L’actrice camerounaise Esther Biiga a récemment exprimé sa profonde indignation face aux conditions précaires qui sévissent dans le milieu du cinéma au Cameroun. Elle a notamment critiqué le manque de soutien aux artistes, soulignant que, souvent, après le décès d’un acteur, des collectes sont organisées via des groupes WhatsApp pour financer les obsèques. Cette situation, selon elle, illustre l’abandon dont sont victimes les professionnels du secteur.
Esther Biiga dénonce les dérives de l’industrie cinématographique camerounaise
Esther Biiga a également pointé du doigt certaines pratiques douteuses de la part de producteurs, évoquant des « castings canapés » où des avances sexuelles sont faites à 95% des actrices, tandis que les 5% restantes, refusant ces propositions, peinent à obtenir des rôles ou sont rémunérées de manière dérisoire. Elle a aussi mis en lumière les difficultés liées à la distribution des œuvres cinématographiques, affirmant que même les productions de qualité peinent à être diffusées sur les plateformes digitales sans une exploitation préalable à la télévision pendant plusieurs années. Cependant, l’accès aux chaînes télévisées est souvent entravé par des obstacles internes, rendant la rentabilité des films quasi impossible.

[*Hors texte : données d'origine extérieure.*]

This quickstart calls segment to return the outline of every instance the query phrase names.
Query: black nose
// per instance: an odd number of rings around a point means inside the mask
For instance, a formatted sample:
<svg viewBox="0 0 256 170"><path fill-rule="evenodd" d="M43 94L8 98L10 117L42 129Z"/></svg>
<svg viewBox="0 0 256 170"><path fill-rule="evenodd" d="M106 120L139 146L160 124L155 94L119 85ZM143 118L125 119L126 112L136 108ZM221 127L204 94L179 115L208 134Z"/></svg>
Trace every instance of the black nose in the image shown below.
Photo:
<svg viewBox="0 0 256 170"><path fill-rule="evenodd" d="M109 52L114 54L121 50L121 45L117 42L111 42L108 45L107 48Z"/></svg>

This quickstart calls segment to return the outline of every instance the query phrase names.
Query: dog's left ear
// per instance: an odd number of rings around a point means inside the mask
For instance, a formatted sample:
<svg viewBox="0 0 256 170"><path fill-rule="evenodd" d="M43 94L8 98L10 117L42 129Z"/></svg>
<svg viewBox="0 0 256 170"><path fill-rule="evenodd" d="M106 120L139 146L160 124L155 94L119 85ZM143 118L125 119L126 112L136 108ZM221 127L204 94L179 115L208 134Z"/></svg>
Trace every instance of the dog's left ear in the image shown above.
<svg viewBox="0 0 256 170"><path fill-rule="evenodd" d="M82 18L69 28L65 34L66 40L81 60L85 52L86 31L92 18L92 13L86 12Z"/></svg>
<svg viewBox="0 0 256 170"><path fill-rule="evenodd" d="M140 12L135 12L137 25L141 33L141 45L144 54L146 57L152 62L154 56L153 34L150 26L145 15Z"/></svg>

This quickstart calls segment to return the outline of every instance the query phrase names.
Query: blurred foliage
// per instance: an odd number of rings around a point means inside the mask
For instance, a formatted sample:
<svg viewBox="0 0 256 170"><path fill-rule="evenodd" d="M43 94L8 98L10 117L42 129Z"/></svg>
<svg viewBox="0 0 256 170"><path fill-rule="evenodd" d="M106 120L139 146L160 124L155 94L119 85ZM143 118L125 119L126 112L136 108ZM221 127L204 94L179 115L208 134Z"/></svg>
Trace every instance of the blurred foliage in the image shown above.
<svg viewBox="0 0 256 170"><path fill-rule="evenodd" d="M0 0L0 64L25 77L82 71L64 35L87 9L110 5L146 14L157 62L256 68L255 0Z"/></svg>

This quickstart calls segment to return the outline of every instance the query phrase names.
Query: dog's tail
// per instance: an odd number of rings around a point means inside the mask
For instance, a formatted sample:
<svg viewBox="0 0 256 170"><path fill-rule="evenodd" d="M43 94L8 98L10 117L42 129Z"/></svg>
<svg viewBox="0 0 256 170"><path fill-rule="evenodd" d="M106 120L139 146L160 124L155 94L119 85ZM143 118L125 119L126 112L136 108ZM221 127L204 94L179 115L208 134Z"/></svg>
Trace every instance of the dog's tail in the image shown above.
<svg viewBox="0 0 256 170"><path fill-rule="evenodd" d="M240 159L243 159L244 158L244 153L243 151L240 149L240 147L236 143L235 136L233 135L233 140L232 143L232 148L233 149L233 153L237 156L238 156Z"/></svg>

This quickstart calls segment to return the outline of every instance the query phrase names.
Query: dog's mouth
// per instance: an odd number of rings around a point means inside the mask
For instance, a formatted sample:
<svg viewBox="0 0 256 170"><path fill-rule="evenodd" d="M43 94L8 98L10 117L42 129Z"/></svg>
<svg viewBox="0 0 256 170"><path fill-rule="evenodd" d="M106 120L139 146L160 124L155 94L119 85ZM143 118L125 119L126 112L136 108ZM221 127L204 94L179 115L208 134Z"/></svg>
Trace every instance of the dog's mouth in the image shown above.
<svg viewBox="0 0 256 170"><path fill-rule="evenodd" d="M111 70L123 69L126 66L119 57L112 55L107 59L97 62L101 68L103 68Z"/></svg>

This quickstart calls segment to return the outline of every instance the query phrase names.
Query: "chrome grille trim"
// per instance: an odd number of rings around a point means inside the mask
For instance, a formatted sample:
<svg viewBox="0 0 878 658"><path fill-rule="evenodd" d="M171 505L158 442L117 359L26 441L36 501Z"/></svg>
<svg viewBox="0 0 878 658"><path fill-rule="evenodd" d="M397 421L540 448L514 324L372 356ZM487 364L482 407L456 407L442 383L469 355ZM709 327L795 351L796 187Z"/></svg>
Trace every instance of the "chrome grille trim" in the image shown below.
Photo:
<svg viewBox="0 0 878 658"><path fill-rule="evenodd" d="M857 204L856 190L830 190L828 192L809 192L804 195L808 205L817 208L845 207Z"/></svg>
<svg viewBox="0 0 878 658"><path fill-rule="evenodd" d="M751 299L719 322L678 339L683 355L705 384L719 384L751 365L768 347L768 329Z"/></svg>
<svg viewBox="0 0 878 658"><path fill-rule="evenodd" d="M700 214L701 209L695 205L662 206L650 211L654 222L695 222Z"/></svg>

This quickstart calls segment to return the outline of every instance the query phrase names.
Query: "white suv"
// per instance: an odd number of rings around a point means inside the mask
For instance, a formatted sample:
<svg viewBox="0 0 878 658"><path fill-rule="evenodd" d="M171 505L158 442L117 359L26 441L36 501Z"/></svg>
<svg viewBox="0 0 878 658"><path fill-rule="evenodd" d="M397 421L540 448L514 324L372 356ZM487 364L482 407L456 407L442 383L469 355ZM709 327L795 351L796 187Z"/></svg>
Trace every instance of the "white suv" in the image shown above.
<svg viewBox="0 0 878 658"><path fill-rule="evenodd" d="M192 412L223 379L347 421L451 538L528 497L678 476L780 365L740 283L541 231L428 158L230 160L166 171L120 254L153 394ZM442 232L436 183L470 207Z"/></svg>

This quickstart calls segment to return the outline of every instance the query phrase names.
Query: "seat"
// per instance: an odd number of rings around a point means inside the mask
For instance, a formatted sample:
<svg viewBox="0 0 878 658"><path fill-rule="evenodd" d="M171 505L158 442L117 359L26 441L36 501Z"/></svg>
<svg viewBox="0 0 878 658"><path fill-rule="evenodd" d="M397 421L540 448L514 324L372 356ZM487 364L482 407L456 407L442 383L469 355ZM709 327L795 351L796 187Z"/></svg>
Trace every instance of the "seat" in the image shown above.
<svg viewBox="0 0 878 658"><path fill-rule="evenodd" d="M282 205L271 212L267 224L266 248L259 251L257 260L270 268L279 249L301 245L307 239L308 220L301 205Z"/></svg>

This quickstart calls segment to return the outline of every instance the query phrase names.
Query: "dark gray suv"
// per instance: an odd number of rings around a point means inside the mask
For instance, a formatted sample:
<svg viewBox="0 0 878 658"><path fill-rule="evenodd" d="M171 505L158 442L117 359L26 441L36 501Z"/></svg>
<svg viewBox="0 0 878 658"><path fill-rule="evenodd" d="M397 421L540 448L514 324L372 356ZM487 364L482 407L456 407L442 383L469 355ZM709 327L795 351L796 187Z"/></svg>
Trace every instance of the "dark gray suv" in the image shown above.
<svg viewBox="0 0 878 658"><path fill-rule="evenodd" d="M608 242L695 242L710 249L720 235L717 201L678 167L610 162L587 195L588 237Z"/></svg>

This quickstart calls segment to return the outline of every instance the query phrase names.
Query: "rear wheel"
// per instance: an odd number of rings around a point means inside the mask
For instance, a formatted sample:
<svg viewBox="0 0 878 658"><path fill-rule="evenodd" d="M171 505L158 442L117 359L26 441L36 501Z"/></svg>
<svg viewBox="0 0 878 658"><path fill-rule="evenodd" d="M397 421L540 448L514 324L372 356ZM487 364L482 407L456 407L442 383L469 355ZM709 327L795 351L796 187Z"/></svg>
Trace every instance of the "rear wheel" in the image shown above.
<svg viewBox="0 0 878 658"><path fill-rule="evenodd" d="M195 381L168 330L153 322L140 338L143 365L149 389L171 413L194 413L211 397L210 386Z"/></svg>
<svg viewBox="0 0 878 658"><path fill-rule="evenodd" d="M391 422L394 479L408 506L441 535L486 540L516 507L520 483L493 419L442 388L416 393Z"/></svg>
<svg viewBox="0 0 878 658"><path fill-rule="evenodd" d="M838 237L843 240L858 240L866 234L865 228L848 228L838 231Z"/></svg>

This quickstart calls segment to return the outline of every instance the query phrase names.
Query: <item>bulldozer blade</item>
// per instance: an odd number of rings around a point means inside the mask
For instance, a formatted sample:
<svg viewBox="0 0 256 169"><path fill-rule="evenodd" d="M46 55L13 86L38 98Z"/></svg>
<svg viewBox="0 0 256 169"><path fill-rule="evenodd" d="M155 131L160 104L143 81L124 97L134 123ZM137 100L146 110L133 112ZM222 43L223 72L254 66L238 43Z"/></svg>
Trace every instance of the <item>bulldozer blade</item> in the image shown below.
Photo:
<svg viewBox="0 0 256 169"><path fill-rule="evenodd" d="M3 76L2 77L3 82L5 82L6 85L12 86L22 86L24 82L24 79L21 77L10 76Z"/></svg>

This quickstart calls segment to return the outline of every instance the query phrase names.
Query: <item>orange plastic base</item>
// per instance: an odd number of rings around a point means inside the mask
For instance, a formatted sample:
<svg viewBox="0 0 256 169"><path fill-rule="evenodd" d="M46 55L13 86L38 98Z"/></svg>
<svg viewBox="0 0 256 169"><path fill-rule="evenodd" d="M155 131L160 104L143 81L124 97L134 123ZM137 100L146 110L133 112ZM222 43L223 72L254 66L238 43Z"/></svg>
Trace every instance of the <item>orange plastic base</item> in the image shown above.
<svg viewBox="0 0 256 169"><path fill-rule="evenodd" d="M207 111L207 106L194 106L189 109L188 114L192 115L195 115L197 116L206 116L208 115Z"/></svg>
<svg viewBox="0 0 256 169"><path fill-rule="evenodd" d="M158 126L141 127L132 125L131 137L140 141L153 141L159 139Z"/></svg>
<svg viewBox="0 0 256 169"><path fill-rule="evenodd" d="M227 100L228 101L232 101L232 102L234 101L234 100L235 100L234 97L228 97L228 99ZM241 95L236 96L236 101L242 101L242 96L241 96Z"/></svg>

« Un pays où après le décès de chaque artiste on doit ouvrir un groupe whatsaap pour cotiser et vous allez me demander pourquoi j’ai arrêté avec le cinéma…Nous sommes abandonnées à nous-mêmes. Le peu de producteurs qui parviennent encore à s’en sortir va faire casting canapé 95% et le reste des 5% qui sont allergiques au sexe vite fait, sans lendemain sur une position à cheval va recevoir son dû s’il prie beaucoup en monnaie de singe. Produire un film n’est pas le soucis. Le problème c’est où le vendre aucune vrai œuvre ne passera sous le digital sans à avoir été exploité en télévision. Pendant au moins 2 a 3 ans car il faut bien que tu rentabilises. Même là-bas aussi ils ont fermé les tuyaux. On va te dire il y’a déjà quelqu’un dans votre pays qui gère ça, ce quelqu’un-là ne laisserait jamais ses œuvres dans les tiroirs pour laisser diffuser les vôtres », a déclaré Esther Biiga en substance.
Une reconversion vers l’accompagnement des couples
Face à ces défis et désillusions, Esther Biiga a décidé de se retirer du monde du cinéma pour se consacrer à une nouvelle vocation. Elle a fondé une agence de mise en relation pour les couples, intitulée « Mon Couple, Mon Combat ». Cette initiative vise à aider les individus à trouver des partenaires compatibles et à offrir un soutien aux couples en difficulté. Sur sa page Facebook, elle partage régulièrement des témoignages et des conseils destinés à renforcer les relations amoureuses. Cette reconversion témoigne de sa volonté de contribuer positivement à la société, en apportant son expertise et son soutien à ceux qui en ont besoin.